İyimserler, Başkan Putin'in sert söylemine rağmen aslında diyaloğa hazır olduğunu da gösterdiği, ayrıca, START Antlaşması konusundaki pozisyonunun, anlaşmayı iptal etmeyip uygulanmasını “askıya aldığı” için tamamen olumsuz olmadığı gerçeğine güveniyorlar. Çin'in bu denklemdeki konumu, savaşa daha fazla katlanamayacak bir dünyada barış için çabalayan kantarın topuzu rolünü oynayabileceği için farklı görünüyor.
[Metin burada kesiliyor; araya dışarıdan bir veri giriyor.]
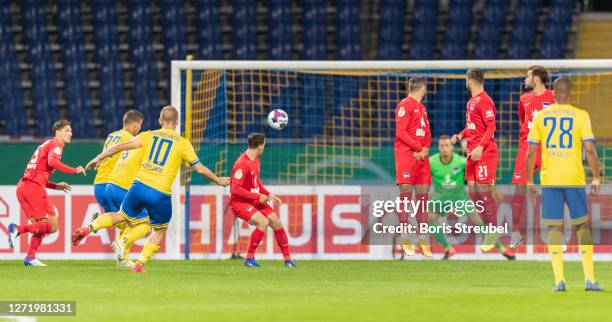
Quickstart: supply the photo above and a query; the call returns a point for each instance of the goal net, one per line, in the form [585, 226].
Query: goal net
[341, 128]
Keza Çin, bir tarafın tamamen diğer tarafın eline geçmesini istemeyeceği yeteneklere de sahip.
İyimserlerin iyimserliğini artıran şey, Çin girişiminin, dünyanın pek çok ülkesini ve özellikle de Hindistan, Brezilya ve Japonya gibi dünyanın güç yapılanmasının ikinci halkasında yer alan önemli ülkeleri etkileyen savaşı tüm dünyanın durdurmaya çalıştığı bir zamanda gelmesi. Söz konusu ülkelerin hepsi, uluslararası gerilimin artmasından şikayetçi. Savaşın devam etmesi uluslararası salgın hastalıklarla mücadeleden küresel ısınma ve insanlığın teknolojik ilerlemesinin yarattığı sorunlara kadar sadece insanlığın temel sorunlarının göz ardı edilmesine yol açıyor. Ama bunun da ötesinde, silah, teknoloji ve istihbarat yoluyla gerçekleşen dış müdahaleler sonucunda Rusya savaşı kaybetme yolunda olduğunu hissettiğinde, savaşın dizginleri ellerden kaçıp nükleer bir savaşa yol açabilir. Ancak bu konudaki ikilem, Çin'in Batı tarafından çatışmanın ana tarafı olarak görülmesi. Dahası Çin, Amerika Birleşik Devletleri ve kendisi arasındaki “rekabetin” çağdaş uluslararası sistemin ana itici gücü olduğu uluslararası kutuplaşmanın yeni kaynağı olabilir.
Tüm bunlardan sonra geriye söylenecek tek bir şey kalıyor; büyük uluslararası meseleler iyimserlik veya karamsarlık duygularıyla değil, askeri, ekonomik ve teknolojik güçlerin yanı sıra yumuşak ve akıllı güçler dengesi tarafından yönetilirler. Devam eden savaş tüm bu dengeleri açığa çıkaracak ve o zaman Rusya-Ukrayna savaşı ikinci yılını da tamamladığında insanlık başka bir sınavla karşı karşıya kalabilir.